L’ouragan Irma lève le voile sur notre (mauvais) Etat

Les critiques qui fusent sur la faillite de l’Etat français à Saint-Martin après le passage de l’ouragan Irma remettent sur le devant de la scène la question plus générale du rôle de l’Etat.

Il y a une semaine exactement, le mercredi 6 septembre 2017, l’ouragan Irma passait sur Saint-Martin et Saint-Barthélémy, deux collectivités françaises d’outre-mer situées dans les Antilles. Emportant tout sur son passage, maisons, réseaux électriques, adduction d’eau, laissant le champ libre à des bandes de pillards en armes, il semblerait bien qu’il ait aussi mis brutalement à nu les carences de l’Etat français dans l’anticipation et la gestion de cette crise aussi bien sécuritaire que sanitaire.

De nombreux témoignages d’habitants affolés et esseulés, des articles de la presse des Caraïbes et la comparaison avec la fermeté en vigueur dans les territoires voisins relevant des autorités américaines ou néerlandaises ont aussitôt donné lieu à des interrogations brûlantes : l’Etat français a-t-il failli ?

Je ne reviens pas sur le déroulé spécifique des événements car le blogueur libéral h16 en a fait une description documentée et une analyse précise dans son billet de lundi dernier. La conclusion est sans appel : oui, à Saint-Martin, l’Etat français a failli.

Remarquons juste que Les Décodeurs du Monde n’ont pas eu grand chose à se mettre sous la dent pour tenter de faire retomber les polémiques : non, la sous-préfète de Saint-Martin n’a pas fui l’île ; non, Air France n’a pas augmenté ses tarifs ; oui, il y a eu des pillages côté néerlandais. Il est bon de tordre le cou aux rumeurs les plus délirantes, mais tout ceci ne nous apprend rien sur l’action effective du gouvernement.

Remarquons également que si Emmanuel Macron, en déplacement hier à Saint-Martin, a pu annoncer glorieusement que 1 900 militaires et policiers étaient maintenant déployés dans l’île, les préparatifs du 4 septembre recensés par Le Figaro font état d’un envoi de 57 militaires de la sécurité civile venus de France ainsi que six personnels de santé, un détachement militaire, 18 pompiers et deux officiers des Forces armées de la Guadeloupe et la Martinique. C’est presque ridicule compte tenu de ce qu’on savait de l’ouragan à cette date.

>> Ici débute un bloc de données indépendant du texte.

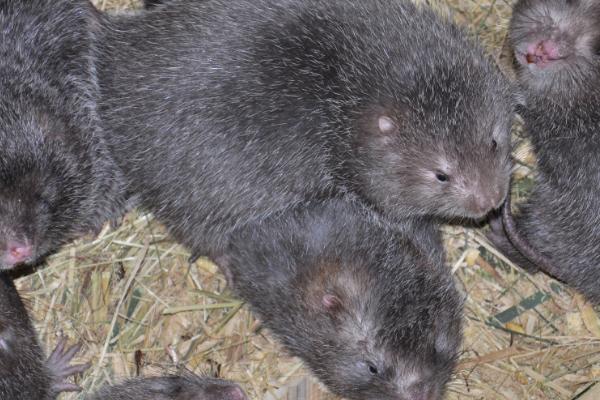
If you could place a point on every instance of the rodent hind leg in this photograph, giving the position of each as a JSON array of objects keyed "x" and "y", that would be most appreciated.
[{"x": 60, "y": 367}]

Le 7 septembre, le préfet de la Guadeloupe déclarait : « Il n’y a pas de pillage organisé ». Heureusement qu’il a dit « organisé », ça le dédouanera peut-être. Car du pillage, il y en a eu, et beaucoup. Aussi, le 8 septembre, le ministère de l’Intérieur se fendait d’un tweet annonçant le déploiement de …. 1 100 agents des forces de l’ordre pour le lendemain !

Mis gravement en cause, dénonçant des « polémiques politiciennes » allumées par des responsables politiques « alléchés par la souffrance » le gouvernement s’est finalement dit favorable à la mise en place d’une commission d’enquête parlementaire. On verra ce que donnera ce louable effort de transparence.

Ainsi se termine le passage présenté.